An Associated Press news report said A.B. 1743 had stalled in the state Assembly’s Appropriations Committee.
The measure would require placement agents to register as lobbyists and report gifts while prohibiting outside investment managers from paying them contingency fees for driving pension business in the investment managers’ direction.
The involvement of the placement agents has come under fire in California and New York and sparked a joint state-federal investigation of the agents’ activities.
California state Treasurer Bill Lockyer, who sits on the board of the California Public Employees Retirement System (CalPERS), said he would propose an outright ban on placement agents in September if the Legislature failed to pass the bill. Earlier this year, CalPERS released a list of managers not responding to its demand for information about their placement agent use (see CalPERS Calls out Firms not Responding to Placement Agent Info Request).
“If we can’t reform the practices with these firms, we should ban them, the same as New York pension funds and others have done,” Lockyer said, according to the Associated Press. “That’s the next step for me if we can’t get sensible reform in the Legislature.”

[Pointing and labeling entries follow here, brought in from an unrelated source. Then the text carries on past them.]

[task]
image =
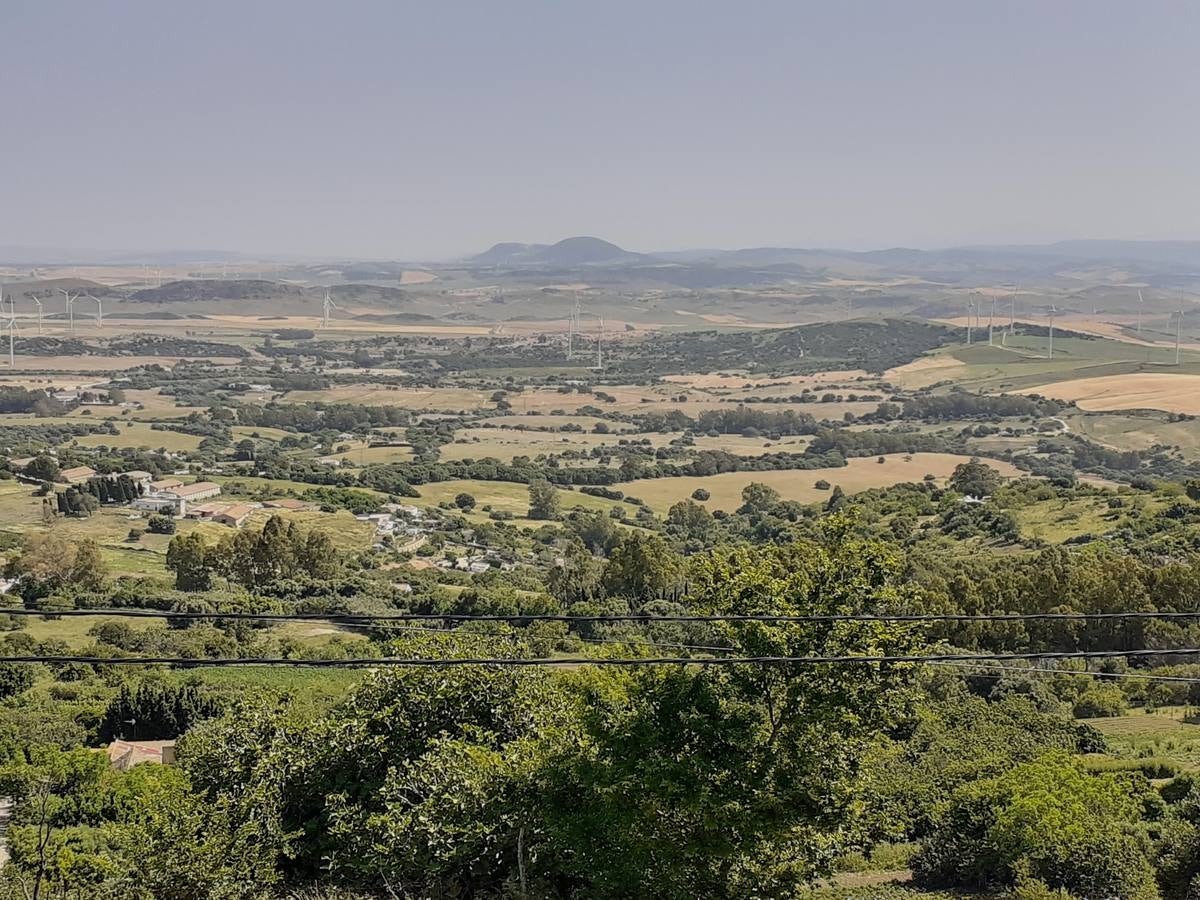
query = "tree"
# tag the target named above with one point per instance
(691, 521)
(161, 525)
(88, 569)
(599, 533)
(759, 767)
(543, 501)
(49, 563)
(15, 678)
(642, 567)
(318, 556)
(759, 498)
(975, 479)
(43, 468)
(576, 577)
(1192, 486)
(1047, 820)
(192, 561)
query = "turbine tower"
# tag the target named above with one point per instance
(100, 311)
(11, 324)
(327, 307)
(1179, 333)
(573, 327)
(70, 307)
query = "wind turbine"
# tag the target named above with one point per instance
(12, 334)
(70, 307)
(100, 311)
(1179, 331)
(327, 307)
(573, 327)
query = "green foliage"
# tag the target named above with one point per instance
(155, 711)
(544, 501)
(1047, 820)
(252, 559)
(975, 479)
(161, 525)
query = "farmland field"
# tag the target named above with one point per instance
(138, 435)
(859, 474)
(1141, 390)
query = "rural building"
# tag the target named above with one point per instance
(77, 475)
(125, 755)
(288, 503)
(192, 493)
(156, 503)
(231, 514)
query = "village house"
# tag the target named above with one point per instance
(291, 504)
(154, 503)
(195, 492)
(77, 475)
(228, 514)
(124, 755)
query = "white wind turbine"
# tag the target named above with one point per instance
(70, 300)
(327, 307)
(11, 324)
(100, 311)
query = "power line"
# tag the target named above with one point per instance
(515, 661)
(766, 618)
(643, 642)
(1032, 670)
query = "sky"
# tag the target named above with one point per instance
(430, 130)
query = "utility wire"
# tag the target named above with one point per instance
(515, 661)
(767, 618)
(633, 642)
(1033, 670)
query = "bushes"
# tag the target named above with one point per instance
(161, 525)
(1099, 701)
(1049, 821)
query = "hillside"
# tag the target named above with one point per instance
(569, 251)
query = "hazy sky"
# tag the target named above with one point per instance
(420, 130)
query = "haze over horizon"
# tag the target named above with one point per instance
(419, 132)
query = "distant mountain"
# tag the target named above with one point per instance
(568, 252)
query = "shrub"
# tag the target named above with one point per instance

He added: “Obviously there’s been a Wall Street sneak attack to try to stall reform of their business practices. We’re trying to root out corrupt practices and the economic incentives that produce bad behavior.”
Assemblyman Felipe Fuentes said the bill would be heard for a second time in the Appropriations Committee next week.
Two former CalPERS officials were sued by state Attorney General Jerry Brown earlier this month for allegedly setting up a system of kickbacks, including a Lake Tahoe condominium, to guarantee outside firms won a piece of the fund’s investment portfolio (see Former CalPERS Officials Sued over Investment Scheme).